In Ferguson, Missouri, where protests continue following the shooting of a teenager by a police officer this month, more than two-thirds of the civilian population is black. Only 11 percent of the police force is. The racial disparity is troubling enough on its own, but it’s also suggestive of another type of misrepresentation. Given Ferguson’s racial gap, it’s likely that many of its police officers live outside city limits.

The above dataset, published by 538 on this GitHub repository contains the fractions of police officers who live within the city they serve, for different races of police officers for 75 cities across the U.S. Now we can develop a story around that data:

  • On average, only a very small fraction ($\approx 35\%$) of white police officers live in the cities they serve.
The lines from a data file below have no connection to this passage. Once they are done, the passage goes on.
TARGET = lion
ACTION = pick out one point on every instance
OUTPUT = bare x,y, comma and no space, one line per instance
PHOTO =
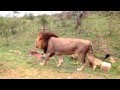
54,45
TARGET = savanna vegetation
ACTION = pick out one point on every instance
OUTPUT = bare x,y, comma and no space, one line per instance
18,34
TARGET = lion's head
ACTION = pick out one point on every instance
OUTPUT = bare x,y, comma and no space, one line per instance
42,40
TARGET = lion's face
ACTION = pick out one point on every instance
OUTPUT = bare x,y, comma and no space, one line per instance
40,42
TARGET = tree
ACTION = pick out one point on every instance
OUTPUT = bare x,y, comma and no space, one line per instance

  • On average, non-white police officers ($\approx 49\%$) are more likely to live in the cities they serve.
  • There is a significant spread ($\sigma\approx 25\%$) across individual cities.
  • For issues of racial justice, it could be useful to have more police officers live in the cities they serve.
Without the story, the data doesn't mean much to us.